# Game 46 Thread: Lakers vs Cavs



## Brian34Cook (Mar 26, 2003)

<center>








Los Angeles Lakers (28-17, 2nd Place)
Last Game: Pacers 85 - 72 Lakers (2/02)

@









Cleveland Cav's (19-29, 6th Place)
Last Game: Cavs 85 - 82 Pistons (2/03)

Wednesday, Feb. 4
5:00 pm 
at Cavaliers 
TV: ESPN, KCAL 
Radio: KLAC-AM 570/KWKW-AM 1330 

*Starting Lineups:*

    
vs.
  

</center>


----------



## Cris (Jun 18, 2003)

i want to see lebron get slamed on by shaq


----------



## Hibachi! (Sep 18, 2003)

I want to see Shaq get slammed on by Lebron :laugh: Lakers win this game with ease...the Cavs struglle with their shooting alot, but Boozer will take advantage of Slavas porace rebounding and defense...


----------



## Cris (Jun 18, 2003)

thats not funny :naughty:


----------



## Ghost (Jun 21, 2002)

I want to see Shaq and Big Z go after Each Other. I also want to see if K-Rush can Guard LeBron James


----------



## Wilt_The_Stilt (Jun 7, 2002)

> Originally posted by <b>SacKings384</b>!
> the Cavs struglle with their shooting alot, but Boozer will take advantage of Slavas porace rebounding and defense...
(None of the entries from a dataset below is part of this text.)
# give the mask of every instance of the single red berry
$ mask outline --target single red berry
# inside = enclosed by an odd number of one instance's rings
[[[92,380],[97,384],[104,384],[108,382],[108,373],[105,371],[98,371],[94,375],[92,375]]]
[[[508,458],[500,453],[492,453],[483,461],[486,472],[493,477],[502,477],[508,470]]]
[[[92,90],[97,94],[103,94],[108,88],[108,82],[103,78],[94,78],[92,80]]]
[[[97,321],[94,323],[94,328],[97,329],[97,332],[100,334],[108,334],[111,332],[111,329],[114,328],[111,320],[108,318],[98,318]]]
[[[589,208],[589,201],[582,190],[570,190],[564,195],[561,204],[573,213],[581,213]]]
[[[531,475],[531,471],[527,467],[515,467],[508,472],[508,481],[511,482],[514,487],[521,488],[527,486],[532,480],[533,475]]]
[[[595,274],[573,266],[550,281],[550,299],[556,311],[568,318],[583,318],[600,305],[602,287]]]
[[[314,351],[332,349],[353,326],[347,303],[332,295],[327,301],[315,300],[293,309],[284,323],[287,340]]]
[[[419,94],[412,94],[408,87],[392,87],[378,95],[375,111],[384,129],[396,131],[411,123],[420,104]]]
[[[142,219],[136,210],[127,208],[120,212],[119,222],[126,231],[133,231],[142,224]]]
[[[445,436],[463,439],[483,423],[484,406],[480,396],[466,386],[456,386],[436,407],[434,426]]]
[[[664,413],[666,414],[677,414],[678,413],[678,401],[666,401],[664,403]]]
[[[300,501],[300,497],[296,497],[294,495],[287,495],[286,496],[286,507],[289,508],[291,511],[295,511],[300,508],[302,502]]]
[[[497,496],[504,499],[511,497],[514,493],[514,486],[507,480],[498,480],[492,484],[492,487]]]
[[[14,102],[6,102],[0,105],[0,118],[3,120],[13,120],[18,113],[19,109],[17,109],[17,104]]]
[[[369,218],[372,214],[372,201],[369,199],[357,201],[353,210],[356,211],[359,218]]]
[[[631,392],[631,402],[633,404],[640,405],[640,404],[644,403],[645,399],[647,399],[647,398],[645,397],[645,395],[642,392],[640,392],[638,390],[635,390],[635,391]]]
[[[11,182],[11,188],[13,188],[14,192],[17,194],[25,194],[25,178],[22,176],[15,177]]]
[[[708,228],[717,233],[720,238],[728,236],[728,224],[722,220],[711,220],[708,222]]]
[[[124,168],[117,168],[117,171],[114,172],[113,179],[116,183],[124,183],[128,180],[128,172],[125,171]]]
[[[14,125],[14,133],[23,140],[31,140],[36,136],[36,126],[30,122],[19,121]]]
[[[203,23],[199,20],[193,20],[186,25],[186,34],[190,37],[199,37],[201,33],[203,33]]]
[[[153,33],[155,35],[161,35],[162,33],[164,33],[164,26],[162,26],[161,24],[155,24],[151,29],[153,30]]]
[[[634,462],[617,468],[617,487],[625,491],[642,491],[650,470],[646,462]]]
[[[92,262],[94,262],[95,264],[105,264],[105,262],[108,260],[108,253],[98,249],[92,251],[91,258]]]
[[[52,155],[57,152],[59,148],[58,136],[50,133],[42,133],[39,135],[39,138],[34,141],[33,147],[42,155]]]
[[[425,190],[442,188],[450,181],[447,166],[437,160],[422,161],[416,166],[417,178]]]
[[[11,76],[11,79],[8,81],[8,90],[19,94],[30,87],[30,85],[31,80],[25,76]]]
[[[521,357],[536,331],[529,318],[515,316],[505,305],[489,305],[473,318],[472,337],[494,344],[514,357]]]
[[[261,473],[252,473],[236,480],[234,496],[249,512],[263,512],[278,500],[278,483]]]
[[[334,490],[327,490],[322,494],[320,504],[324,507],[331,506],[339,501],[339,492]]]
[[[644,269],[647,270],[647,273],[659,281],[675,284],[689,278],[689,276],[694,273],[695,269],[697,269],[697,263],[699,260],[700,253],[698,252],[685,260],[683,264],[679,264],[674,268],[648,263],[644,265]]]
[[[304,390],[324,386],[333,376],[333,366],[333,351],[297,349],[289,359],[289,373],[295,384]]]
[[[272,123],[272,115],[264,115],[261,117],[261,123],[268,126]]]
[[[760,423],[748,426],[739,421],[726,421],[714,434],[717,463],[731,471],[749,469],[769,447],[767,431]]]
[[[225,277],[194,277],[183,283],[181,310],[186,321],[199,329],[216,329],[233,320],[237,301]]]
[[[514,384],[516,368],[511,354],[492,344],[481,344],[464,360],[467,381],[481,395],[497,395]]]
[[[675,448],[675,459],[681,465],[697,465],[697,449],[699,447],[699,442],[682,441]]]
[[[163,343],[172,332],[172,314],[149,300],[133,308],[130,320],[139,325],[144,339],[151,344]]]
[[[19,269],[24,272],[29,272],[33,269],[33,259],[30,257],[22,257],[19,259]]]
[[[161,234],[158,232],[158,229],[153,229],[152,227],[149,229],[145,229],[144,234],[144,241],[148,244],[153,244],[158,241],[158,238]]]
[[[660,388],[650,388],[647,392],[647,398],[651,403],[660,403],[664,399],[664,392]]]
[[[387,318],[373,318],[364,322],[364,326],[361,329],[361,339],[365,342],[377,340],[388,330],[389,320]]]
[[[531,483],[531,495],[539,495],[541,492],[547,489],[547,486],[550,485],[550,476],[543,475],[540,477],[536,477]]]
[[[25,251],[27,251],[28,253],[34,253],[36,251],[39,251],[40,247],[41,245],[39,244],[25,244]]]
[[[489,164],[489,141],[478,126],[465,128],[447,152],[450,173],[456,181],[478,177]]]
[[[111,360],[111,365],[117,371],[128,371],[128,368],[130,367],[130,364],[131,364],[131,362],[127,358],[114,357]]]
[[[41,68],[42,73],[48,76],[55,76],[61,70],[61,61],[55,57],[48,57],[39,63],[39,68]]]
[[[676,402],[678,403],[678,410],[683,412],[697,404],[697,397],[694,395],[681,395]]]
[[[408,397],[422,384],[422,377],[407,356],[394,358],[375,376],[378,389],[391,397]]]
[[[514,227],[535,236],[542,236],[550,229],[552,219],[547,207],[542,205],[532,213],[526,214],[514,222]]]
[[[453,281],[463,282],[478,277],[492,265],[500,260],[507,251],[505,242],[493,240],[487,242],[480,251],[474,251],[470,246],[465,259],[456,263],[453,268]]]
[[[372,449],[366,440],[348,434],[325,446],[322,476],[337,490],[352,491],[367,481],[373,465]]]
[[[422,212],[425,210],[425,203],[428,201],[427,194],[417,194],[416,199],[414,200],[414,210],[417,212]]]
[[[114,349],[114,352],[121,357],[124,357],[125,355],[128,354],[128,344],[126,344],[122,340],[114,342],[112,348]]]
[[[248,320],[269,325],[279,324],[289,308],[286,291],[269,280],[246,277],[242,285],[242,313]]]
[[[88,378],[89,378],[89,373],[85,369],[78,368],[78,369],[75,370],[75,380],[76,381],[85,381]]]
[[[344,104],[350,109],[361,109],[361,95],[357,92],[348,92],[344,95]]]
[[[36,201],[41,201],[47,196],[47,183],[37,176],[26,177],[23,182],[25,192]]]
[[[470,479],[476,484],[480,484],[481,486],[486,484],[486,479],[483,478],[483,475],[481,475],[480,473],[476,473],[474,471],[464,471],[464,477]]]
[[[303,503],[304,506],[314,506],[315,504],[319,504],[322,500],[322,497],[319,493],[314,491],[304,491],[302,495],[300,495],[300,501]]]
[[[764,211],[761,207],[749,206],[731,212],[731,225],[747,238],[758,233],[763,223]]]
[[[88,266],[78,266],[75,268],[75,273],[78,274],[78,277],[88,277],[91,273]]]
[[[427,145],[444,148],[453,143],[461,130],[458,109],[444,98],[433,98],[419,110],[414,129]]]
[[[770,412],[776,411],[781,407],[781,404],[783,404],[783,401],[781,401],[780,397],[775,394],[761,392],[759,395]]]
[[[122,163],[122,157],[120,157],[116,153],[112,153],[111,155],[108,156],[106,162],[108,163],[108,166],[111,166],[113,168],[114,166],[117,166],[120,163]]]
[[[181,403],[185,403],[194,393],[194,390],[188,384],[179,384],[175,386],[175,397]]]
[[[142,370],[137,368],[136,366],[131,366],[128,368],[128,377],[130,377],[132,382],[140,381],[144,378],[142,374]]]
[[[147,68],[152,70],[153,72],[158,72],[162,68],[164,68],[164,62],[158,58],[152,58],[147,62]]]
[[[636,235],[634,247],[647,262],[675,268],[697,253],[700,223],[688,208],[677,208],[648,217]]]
The last time they played, Boozer had 12 pts on less than 40% shooting, 12 rbs and 3 TO's, Slava had 11pts and 8rbs. Boozer really took advantage of him!!


----------



## Locke (Jun 16, 2003)

Shaq will have a monster game in this one and the Lakers will take it.


----------



## Cap (Nov 5, 2003)

I wonder if the idiots who say Slava can't rebound have actually looked up his numbers this season.


----------



## Hibachi! (Sep 18, 2003)

Funny that the posts jump from game 37 to 39... Game 38 was the Suns game... Cook if u can find that post, because there was one, where there was the whole LAKER BOARD, complaining about how bad of a rebounder and a defender Slava is, if you can find it, id be glad to point the posts out to you, but i think we can all remember that post...


----------



## KokoTheMonkey (Aug 4, 2003)

Shaq will butcher Ilgauskas, and the Lakers will win this game easily. 

I can imagine Shaq coming out with a vengence and dropping 40 points and 15 rebounds on "big" Z.


----------



## Brian34Cook (Mar 26, 2003)

> Originally posted by <b>SacKings384</b>!
> Funny that the posts jump from game 37 to 39... Game 38 was the Suns game... Cook if u can find that post, because there was one, where there was the whole LAKER BOARD, complaining about how bad of a rebounder and a defender Slava is, if you can find it, id be glad to point the posts out to you, but i think we can all remember that post...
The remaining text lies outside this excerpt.